On Saturday, tens of thousands of people marched on the streets of Santiago, Chile. They supported the Mapuche indigenous people, who have been in a long fight for the return of their ancestral lands and an end to arrest and harassment of their activists. On the 521st anniversary of the Columbus voyage’s “discovery” of the New World, the protest is part of many intertwined resistance movements, in which indigenous people attempt to regain their land and sovereignty from both governments and multinational resource corporations. As the Spanish-speaking, Catholic cultural and political order has its origin with Columbus, it is a reminder that there exist a great many people affected daily by the crimes and actions of Columbus and his successors.
The march ended with water cannons and riot police presence. An earlier protest on Wednesday was seen as having an excessive and unprovoked police response (source).
October 12th is recognized as Columbus Day in the United States, one of ten federal holidays. Its recognition is one of the great symbolic crimes against indigenous people in the Americas.
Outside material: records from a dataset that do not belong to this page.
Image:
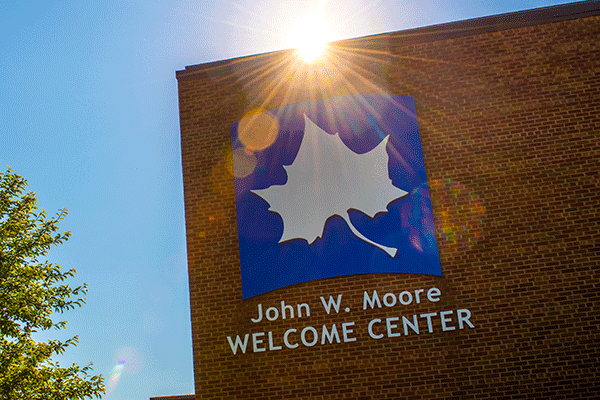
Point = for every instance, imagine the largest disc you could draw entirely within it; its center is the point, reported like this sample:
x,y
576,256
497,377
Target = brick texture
x,y
510,126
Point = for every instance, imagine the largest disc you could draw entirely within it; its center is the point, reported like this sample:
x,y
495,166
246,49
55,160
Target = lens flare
x,y
257,130
128,360
115,376
417,220
459,213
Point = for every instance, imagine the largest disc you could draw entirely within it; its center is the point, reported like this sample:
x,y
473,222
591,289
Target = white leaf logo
x,y
327,178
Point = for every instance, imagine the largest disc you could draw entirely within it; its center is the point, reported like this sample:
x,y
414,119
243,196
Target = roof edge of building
x,y
448,30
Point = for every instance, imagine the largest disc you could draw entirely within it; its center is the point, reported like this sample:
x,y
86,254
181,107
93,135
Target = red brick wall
x,y
510,126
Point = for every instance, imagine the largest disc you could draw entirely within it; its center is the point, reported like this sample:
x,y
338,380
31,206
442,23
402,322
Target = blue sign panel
x,y
331,187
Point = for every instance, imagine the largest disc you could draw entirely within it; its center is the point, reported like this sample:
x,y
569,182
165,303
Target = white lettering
x,y
238,343
371,301
414,326
259,318
428,316
306,308
271,346
417,292
327,305
272,313
330,335
256,342
286,340
433,294
387,301
444,320
401,297
286,307
315,338
370,329
462,319
390,326
346,331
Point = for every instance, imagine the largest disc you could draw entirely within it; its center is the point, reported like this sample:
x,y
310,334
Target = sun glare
x,y
311,40
311,48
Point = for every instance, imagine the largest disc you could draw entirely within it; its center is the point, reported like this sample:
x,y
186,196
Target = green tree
x,y
32,289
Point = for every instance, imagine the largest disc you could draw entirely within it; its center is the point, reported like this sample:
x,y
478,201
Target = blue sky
x,y
89,116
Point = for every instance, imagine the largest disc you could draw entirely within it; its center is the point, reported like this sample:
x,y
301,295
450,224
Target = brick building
x,y
508,111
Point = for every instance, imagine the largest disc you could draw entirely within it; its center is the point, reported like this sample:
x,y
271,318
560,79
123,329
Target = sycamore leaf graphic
x,y
327,178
Christopher Columbus began a horrendous genocide against the Arawak people (I recommend the first chapter of A People’s History of the United States by Zinn for an overview), and by bringing natives back to Europe to be slaves, he inaugurated an Atlantic slave trade that came to affect millions of Africans. Because he was Genoese, he has been triumphed by the Italian-American community. This is why it is currently a holiday, and remains so.
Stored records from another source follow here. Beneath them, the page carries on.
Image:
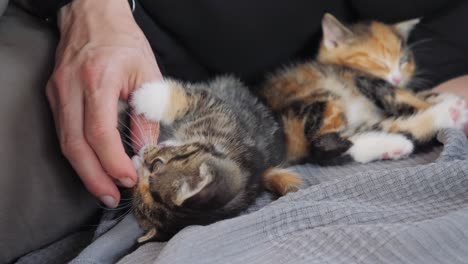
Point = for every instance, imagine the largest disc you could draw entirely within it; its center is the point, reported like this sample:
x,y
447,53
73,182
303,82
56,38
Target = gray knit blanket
x,y
408,211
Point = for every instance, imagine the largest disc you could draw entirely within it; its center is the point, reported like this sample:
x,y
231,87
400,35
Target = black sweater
x,y
195,40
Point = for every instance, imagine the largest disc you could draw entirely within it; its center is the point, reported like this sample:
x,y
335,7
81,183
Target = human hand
x,y
102,56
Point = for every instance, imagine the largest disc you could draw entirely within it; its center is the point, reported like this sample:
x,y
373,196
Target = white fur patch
x,y
379,145
151,100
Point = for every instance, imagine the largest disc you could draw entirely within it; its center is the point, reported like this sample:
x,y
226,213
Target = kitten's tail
x,y
281,181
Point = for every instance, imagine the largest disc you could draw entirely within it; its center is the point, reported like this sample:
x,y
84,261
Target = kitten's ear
x,y
199,183
404,28
334,33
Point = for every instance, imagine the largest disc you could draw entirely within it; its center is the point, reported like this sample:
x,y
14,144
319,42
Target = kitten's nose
x,y
396,79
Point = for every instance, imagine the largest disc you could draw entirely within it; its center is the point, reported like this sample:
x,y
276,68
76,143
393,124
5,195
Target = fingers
x,y
68,117
143,132
100,115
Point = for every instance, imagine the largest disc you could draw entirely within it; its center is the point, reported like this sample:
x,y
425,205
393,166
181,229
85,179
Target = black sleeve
x,y
439,42
44,9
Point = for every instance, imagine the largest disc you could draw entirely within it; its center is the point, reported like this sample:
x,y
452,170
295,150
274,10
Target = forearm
x,y
44,9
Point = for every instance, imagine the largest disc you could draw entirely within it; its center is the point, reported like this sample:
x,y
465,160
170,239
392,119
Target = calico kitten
x,y
219,147
352,101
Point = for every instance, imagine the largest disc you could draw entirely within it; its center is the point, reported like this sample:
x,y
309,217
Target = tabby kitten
x,y
352,101
219,147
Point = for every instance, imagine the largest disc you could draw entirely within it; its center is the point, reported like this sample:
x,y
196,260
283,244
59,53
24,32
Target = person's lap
x,y
43,199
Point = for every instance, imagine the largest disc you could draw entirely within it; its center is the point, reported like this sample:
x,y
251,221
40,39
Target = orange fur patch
x,y
281,181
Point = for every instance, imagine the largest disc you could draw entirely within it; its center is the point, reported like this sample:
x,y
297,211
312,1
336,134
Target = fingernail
x,y
127,182
109,201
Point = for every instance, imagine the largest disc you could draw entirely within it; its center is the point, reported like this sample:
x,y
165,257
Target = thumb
x,y
143,132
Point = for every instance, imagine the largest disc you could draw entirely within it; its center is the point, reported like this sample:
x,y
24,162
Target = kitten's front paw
x,y
452,112
373,146
151,100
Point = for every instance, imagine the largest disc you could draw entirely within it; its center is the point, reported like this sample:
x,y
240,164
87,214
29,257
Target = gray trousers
x,y
42,199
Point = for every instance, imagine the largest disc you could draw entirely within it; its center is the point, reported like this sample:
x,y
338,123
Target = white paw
x,y
372,146
137,162
151,100
452,112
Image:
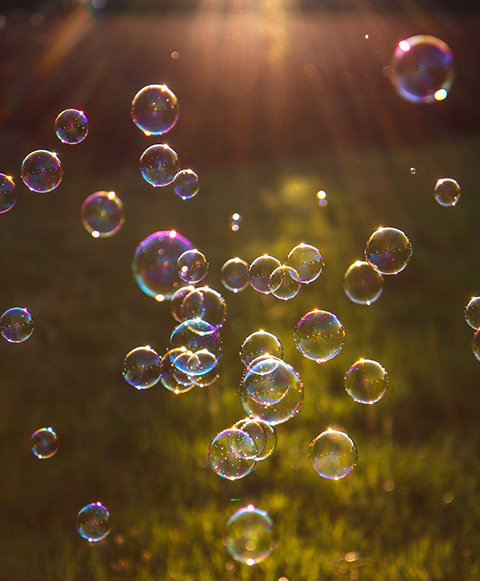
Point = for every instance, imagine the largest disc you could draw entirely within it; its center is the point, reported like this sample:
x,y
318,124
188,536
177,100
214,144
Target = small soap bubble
x,y
41,171
16,325
142,367
71,126
366,381
155,109
93,522
333,454
159,165
249,535
44,443
362,283
423,69
102,214
192,266
235,274
319,335
388,250
185,184
447,192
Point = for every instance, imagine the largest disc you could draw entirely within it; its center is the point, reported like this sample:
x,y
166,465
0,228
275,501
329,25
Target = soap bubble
x,y
192,266
260,343
222,459
249,535
306,261
155,109
71,126
155,263
102,214
16,325
93,522
447,192
260,271
235,274
142,367
8,196
333,454
423,69
44,443
362,283
284,283
319,335
41,171
366,381
388,250
185,184
159,165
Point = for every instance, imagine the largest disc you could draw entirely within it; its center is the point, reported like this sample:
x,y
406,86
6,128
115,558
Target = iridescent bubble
x,y
249,535
16,325
306,261
41,171
333,454
192,266
235,274
319,335
159,165
423,69
185,184
260,343
102,214
223,461
447,192
8,196
142,367
362,283
366,381
155,263
388,250
155,109
44,443
93,522
71,126
260,272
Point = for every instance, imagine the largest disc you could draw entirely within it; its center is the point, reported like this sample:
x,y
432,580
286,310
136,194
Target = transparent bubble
x,y
192,266
447,192
41,171
8,196
16,325
388,250
319,335
260,272
366,381
260,343
71,126
235,274
362,283
159,165
222,459
333,454
155,263
102,214
306,261
93,522
423,69
44,443
142,367
155,109
249,535
472,313
185,184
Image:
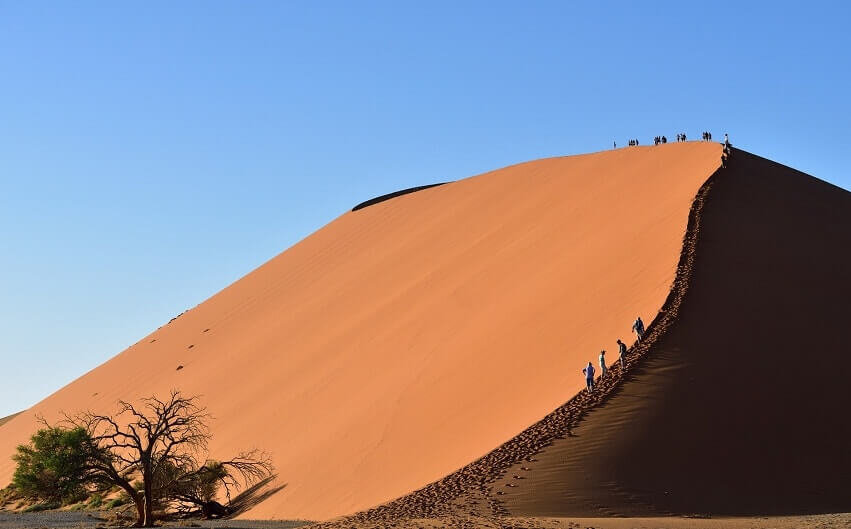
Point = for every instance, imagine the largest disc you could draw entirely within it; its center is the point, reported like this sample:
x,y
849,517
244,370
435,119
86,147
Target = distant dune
x,y
406,339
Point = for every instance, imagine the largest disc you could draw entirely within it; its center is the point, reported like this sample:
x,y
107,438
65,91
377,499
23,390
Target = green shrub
x,y
44,506
51,468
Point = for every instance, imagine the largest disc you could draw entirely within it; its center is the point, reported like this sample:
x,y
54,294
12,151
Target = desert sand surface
x,y
741,407
8,418
406,339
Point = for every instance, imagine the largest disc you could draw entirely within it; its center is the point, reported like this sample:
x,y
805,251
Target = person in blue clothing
x,y
638,327
588,371
622,353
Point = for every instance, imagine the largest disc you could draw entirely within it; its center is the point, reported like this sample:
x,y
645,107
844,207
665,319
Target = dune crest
x,y
408,338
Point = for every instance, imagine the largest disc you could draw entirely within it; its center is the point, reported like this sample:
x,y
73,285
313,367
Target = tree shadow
x,y
254,495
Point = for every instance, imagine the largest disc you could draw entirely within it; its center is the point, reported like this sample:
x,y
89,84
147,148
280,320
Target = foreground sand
x,y
818,521
406,339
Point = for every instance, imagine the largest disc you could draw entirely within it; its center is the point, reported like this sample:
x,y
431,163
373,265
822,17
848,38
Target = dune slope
x,y
741,407
406,339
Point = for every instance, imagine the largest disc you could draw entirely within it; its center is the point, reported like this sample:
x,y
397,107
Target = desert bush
x,y
95,501
43,506
160,442
51,468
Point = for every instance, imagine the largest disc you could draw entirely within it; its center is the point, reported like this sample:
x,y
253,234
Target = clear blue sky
x,y
153,152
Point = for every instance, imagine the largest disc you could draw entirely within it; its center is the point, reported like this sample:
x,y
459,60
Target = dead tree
x,y
164,442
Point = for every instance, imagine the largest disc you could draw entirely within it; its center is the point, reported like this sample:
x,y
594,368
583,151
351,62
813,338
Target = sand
x,y
742,406
8,418
406,339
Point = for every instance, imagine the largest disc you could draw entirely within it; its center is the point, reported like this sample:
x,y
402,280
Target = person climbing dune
x,y
588,371
638,327
622,353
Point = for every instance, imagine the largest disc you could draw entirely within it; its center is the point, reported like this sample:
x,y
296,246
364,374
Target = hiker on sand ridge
x,y
588,371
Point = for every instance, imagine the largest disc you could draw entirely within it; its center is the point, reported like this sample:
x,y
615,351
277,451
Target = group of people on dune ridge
x,y
589,371
681,137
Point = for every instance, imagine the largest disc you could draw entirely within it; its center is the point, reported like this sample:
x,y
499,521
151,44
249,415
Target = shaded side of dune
x,y
742,406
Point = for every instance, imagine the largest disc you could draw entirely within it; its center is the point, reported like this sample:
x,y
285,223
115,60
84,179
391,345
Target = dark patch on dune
x,y
388,196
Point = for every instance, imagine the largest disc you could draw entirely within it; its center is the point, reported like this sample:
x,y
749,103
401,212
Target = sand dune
x,y
408,338
8,418
742,406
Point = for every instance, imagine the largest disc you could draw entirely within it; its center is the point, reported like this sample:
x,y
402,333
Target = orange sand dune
x,y
406,339
742,406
However, celebrating Columbus is to celebrate a great criminal. Would the Italian community like to celebrate Caligula, or Mussolini? The actions of all three are similar. Murder on a mass scale, callous disregard for human life, abuse of power and authority.
This is why a movement exists to reflect on Columbus and ask the key question- do we wish to celebrate him alongside Martin Luther King, Jr., and Abraham Lincoln? A powerful video entitled “Reconsider Columbus Day” puts it simply.
Those that love freedom, value rights and democracy, and consider themselves against prejudice have to voice some kind of opposition. It can just be a Facebook status, or a Twitter hashtag. When the holiday comes and it fills the news, it’s time to get off the sidelines.
Columbus Day celebrates tragedy and triumphs genocide.